Dr Gupta on Updated Efficacy Data With Liso-Cel in Second-Line Relapsed/Refractory LBCL

"The 3-year update from TRANSFORM that was recently published seems to suggest that [the efficacy of liso-cel] is superior compared with the standard of care, [with a median EFS] of 29.5 months [vs] just 2.4 months, [respectively]."

Supriya Gupta, MD, an assistant professor of Medicine, Hematology, Oncology and Transplantation at the University of Minnesota Medical School, recently discussed the implications of data from the phase 3 TRANSFORM study (NCT03575351) regarding the use of lisocabtagene maraleucel (liso-cel; Breyanzi) as a second-line therapy for large B-cell lymphoma (LBCL).

TRANSFORM enrolled 184 patients with primary refractory or early relapsed LBCL who were eligible for autologous stem cell transplantation (ASCT), Gupta began. Patients were randomly assigned 1:1 to receive either liso-cel or a standard of care (SOC) regimen. The SOC arm consisted of 3 cycles of platinum-based immunochemotherapy, followed by high-dose chemotherapy and ASCT for patients who responded to initial treatment.

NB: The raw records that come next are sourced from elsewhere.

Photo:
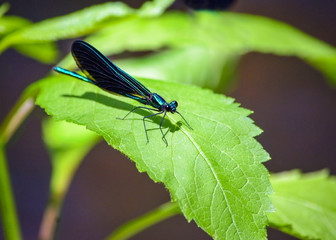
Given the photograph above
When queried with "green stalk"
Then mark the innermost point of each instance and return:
(7, 206)
(13, 120)
(137, 225)
(18, 114)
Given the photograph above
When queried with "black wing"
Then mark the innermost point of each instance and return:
(104, 73)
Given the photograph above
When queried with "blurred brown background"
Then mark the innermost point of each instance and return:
(292, 102)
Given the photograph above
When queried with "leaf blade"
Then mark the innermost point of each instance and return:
(222, 186)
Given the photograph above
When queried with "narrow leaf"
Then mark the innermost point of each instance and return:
(304, 204)
(4, 8)
(191, 65)
(67, 145)
(80, 23)
(215, 172)
(226, 33)
(11, 23)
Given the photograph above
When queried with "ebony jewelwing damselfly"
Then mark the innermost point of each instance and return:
(100, 71)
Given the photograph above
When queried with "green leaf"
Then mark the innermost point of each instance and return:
(214, 172)
(192, 65)
(80, 23)
(305, 204)
(67, 144)
(4, 8)
(229, 34)
(154, 8)
(11, 23)
(43, 52)
(68, 26)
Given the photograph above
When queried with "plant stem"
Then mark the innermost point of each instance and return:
(18, 114)
(50, 221)
(7, 206)
(137, 225)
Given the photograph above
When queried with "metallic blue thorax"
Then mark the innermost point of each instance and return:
(157, 101)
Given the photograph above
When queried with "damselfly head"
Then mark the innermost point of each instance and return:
(171, 107)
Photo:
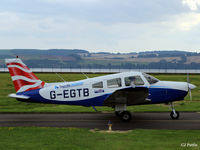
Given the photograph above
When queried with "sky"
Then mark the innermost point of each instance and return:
(101, 25)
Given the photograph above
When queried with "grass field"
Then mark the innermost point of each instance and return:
(11, 105)
(32, 138)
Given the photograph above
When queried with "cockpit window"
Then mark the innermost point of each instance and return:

Primary results from the study demonstrated significant improvements in event-free survival (EFS), complete response (CR) rate, and progression-free survival (PFS) for liso-cel when compared to the SOC, Gupta reported. At a 3-year follow-up, with a median follow-up time of 33.9 months, liso-cel's superior and more durable efficacy was confirmed, she added. The median EFS was 29.5 months (95% CI, 9.5- not reached [NR]) for liso-cel vs 2.4 months (95% CI, 2.2-4.9) with the SOC (HR, 0.375; 95% CI, 0.259-0.542).

Similarly, the median PFS was NR (12.6-NR) for liso-cel vs 6.2 months (4.3-8.6) for the SOC (HR, 0.422; 95% CI, 0.279-0.639), with 36-month PFS rates of 51% for liso-cel vs 26.5% for the SOC. The median overall survival (OS) was NR for both arms (HR, 0.757; 95% CI, 0.481-1.191). Notably, 66% of patients in the SOC arm crossed over to receive liso-cel. After accounting for the treatment effect of this crossover, the HR for OS was 0.566 (95% CI, 0.359-0.895) and favored liso-cel. The 36-month OS rates were 63% for liso-cel vs 52% for SOC.

The safety profile of liso-cel was consistent with prior reports, Gupta continued. The incidence of cytokine release syndrome (CRS) as approximately 50%;the majority were grade 1/2 and deemed manageable. Moreover, the incidence of neurotoxicity was lower with liso-cel vs SOC, indicating a very tolerable profile for liso-cel.

These comprehensive data collectively support liso-cel as an effective second-line treatment with curative potential for patients with relapsed/refractory LBCL when compared to the current SOC, Gupta concluded.